Posts by Nikita

    Ein CT macht bei einem CI gar nichts, man muss einfach den Sprachprozessor ausziehen.
    Hier wird standardmäßig ein CT nach der Implantation gemacht um die Lage der Elektroden zu überprüfen bevor die EA stattfindet. Es fühlt sich genauso an wie das CT vor der OP zur Beurteilung des Felsenbeins.
    CT funktioniert mit Röntgenstrahlung und nicht mit einem Magnetfeld wie das MRT.

    AnniB  
    Du machst dich verrückt! Der Höreindruck ist wirklich bei jedem anders, aber er wird nie und nimmer natürlich sein wie der des gesunden Ohrs, das ist einfach so. Die Elektroden können die tausenden von Haarzellen im Innenohr ersetzen.

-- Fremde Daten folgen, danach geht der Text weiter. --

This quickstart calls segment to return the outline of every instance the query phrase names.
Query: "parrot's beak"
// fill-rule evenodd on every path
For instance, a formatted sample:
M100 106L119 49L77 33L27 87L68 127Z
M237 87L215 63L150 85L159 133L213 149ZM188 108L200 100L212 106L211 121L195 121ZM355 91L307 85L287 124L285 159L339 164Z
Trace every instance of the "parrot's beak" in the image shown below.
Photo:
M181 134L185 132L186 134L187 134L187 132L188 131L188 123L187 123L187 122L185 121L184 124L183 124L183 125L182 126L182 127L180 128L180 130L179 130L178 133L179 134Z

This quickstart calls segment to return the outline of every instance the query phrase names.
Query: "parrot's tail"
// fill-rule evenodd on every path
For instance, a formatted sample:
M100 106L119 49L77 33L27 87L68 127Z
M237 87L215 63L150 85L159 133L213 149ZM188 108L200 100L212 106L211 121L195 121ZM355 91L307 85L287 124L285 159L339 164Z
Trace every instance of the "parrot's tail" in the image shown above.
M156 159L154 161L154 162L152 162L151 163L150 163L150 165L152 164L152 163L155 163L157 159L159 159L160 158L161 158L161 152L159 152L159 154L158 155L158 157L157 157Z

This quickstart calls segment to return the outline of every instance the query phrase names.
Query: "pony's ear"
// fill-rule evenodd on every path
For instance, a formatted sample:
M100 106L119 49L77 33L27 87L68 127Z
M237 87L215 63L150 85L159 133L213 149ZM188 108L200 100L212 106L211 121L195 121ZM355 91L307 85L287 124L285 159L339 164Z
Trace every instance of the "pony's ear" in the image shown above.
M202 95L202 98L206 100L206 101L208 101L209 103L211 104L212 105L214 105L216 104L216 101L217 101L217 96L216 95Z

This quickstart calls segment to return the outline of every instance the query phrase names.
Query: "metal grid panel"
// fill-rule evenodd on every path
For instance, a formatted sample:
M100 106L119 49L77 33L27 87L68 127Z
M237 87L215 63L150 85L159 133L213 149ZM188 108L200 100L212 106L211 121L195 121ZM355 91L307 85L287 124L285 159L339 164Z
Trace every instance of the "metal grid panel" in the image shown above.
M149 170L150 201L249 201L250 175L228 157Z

    Du setzt dir eine zu hohe Messlatte für den Anfang. Stell dich darauf ein dass es blechern tönen wird, dass du zu Beginn vielleicht nichts verstehen wirst usw. Sonst wirst du enttäuscht. Es wird blechern und sehr, sehr unnatürlich sein dein Ci, erst dein Hirn und die Zeit und viel Training ermöglichen einen anderen Höreindruck.
    Das Hören lernen ist kein einfacher Weg oder Reise und du hast eine lange Reise oder ein Weg vor dir, das ist so, es geht nicht von einem Tag auf den anderen sondern braucht seine Zeit und viel, viel Geduld.
    Wenn du schon so viel erwartest, sprich ja nicht unnatürlich tönen, keine Reise machen. Dann hast du falsche Vorstellungen.

    Mhh, es tönt zu Beginn definitiv anders, mit der Zeit empfindet man es zum Teil so wie das Mädchen, dies macht allerdings das Hirn.


    Ein Eindruck ohne Sprechmelodie und leicht blechern bleibt aber immer vor allem bei neuen Sprechern und zB bei Hörbüchern oder Radiosendungen. Es ist und bleibt ein technisches Hören und kommt nie ans normale Ohr heran.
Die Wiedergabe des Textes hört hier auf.